Provo a iscrivermi all’Università, poi vedo… Provo a convivere con Alessio, poi vedo… Provo ad andare in affitto, poi vedo…
Provare, provare, provare. E, alla fine, restare sempre sospesi, senza vedere (e capire) mai. In un’epoca in cui fioccano contratti a tempo determinato, affitti sempre più alti e case in vendita con prezzi sempre più bassi, carestie di matrimoni e cuccagna di relazioni part-time o mordi e fuggi, ci illudiamo che provare continuamente cose nuove, senza sentirsi mai realmente “vincolati” a nulla, sia sinonimo di libertà.

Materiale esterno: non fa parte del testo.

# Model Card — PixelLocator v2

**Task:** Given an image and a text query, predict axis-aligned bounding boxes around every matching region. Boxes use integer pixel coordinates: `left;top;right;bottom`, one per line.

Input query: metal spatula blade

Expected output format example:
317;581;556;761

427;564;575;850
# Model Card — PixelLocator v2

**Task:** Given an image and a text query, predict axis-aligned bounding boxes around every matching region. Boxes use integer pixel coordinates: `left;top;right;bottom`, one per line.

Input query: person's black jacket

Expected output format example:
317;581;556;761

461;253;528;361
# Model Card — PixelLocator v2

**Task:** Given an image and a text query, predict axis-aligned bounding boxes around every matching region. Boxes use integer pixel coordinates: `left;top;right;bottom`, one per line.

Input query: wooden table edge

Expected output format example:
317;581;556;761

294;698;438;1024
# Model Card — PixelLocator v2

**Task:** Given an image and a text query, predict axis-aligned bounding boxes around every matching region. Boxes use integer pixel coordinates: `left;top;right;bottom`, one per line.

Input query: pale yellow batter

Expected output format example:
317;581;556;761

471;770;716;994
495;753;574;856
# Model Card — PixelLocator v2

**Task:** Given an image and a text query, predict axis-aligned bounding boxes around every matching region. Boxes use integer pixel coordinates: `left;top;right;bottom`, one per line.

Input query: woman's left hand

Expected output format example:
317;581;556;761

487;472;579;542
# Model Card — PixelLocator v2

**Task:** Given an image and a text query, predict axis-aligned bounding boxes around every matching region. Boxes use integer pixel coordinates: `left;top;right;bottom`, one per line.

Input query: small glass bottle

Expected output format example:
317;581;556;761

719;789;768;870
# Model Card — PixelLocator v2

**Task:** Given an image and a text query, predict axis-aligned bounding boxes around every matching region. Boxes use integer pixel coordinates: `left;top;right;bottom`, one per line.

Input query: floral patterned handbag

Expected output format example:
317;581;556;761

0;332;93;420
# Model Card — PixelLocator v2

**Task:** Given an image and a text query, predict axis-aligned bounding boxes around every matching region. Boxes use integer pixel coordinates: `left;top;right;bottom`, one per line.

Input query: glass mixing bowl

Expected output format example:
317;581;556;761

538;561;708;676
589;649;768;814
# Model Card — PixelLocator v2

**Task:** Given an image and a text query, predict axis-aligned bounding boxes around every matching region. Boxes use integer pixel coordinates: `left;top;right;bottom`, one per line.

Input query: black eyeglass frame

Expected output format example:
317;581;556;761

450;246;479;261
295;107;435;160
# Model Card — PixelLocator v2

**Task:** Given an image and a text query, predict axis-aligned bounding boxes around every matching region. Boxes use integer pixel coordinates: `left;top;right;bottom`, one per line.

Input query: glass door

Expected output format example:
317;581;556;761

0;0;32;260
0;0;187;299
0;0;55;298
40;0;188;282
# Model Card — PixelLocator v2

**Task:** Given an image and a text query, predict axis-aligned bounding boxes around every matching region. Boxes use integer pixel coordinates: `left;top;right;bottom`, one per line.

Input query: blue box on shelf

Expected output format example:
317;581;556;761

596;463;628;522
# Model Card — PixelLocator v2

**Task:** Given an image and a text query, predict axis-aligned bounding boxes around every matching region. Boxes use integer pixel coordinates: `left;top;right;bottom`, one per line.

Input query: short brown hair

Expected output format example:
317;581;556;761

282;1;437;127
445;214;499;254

Ma cos’è la vera libertà? Creare un progetto a lungo termine, coltivarlo e curarlo quotidianamente come una piccola piantina che dipende da noi, esporsi, rinunciare al pensiero di poter avere una vita continuamente reversibile? O trovarci davanti a continui bivi, a continue scelte, a continui “provo, poi vedo”, percorrendo sempre strade nuove, più o meno stimolanti, con il rischio di perderci?
Bella domanda. E non di facile risposta. I nostri genitori, nonni, antenati insegnano: “C’è un tempo per ogni cosa, per ogni stagione, per ballare, cantare, correre qua e là, e un tempo per fermarsi, impegnarsi, scegliere”. I nostri genitori, i nostri nonni e i nostri antenati, sapevano bene che l’inverno era fatto per stare davanti al caminetto, ascoltare storie di terre lontane, cucinare minestroni di fagioli per ore, senza fretta, senza pensare a cosa potrebbe essere stato diverso da così, perché non ce n’era bisogno; sapevano che la primavera era fatta per le prime verdure dell’orto, per gli asparagi, la cicoria, i ravanelli, gli spinaci, per le prime sagre di paese e i primi baci rubati di nascosto, senza farsi vedere.
Sapevano che l’estate era fatica e caldo sui campi, pannocchie (e guance) arrostite, serate in cortile a ciacolar o a dugar a briscola, a ballare tra un bicchiere di rosso e una manciata di lamponi, mentre i più piccoli potevano scorrazzare sui prati giocando a nascondino; sapevano bene che l’autunno era dedicato alla mietitura, al vino mosto (che potevano – woow! – assaggiare anche i bimbi), alle castagne cotte sulla piastra del caminetto, che bisognava subito coprire con un canovaccio o con della carta di giornale, perché fossero più facili da pelare. E si pelava tutti, fino all’ultima castagna. E si parlava di tutto, fino all’ultima castagna.
In tutto questo, c’era forse bisogno (e tempo) di pensare alle mille altre alternative possibili? Da tutto questo, cosa possiamo (re)imparare? Forse, a dedicarci a una cosa per volta, quella che davvero conta per noi. Forse, a guardare prima a quello che abbiamo, che vogliamo, che davvero ci appartiene, prima di mollare subito per cambiare strada, ancora e ancora. Forse, a rilassarci dopo una scelta, a coltivarla fino in fondo, senza farci sopraffare dalla paura di aver sbagliato o dalla necessità di abbandonarla al primo ostacolo. Senza illuderci che gli ostacoli non esistano e non facciano parte anche delle scelte giuste.
Perché, in fondo, “c’è un tempo per ogni cosa”: per ballare, cantare, correre qua e là, per fermarsi, ascoltare, aspettare per ore che il minestrone sia pronto… per annaffiare la nostra piccola piantina e vederla, finalmente, diventare grande.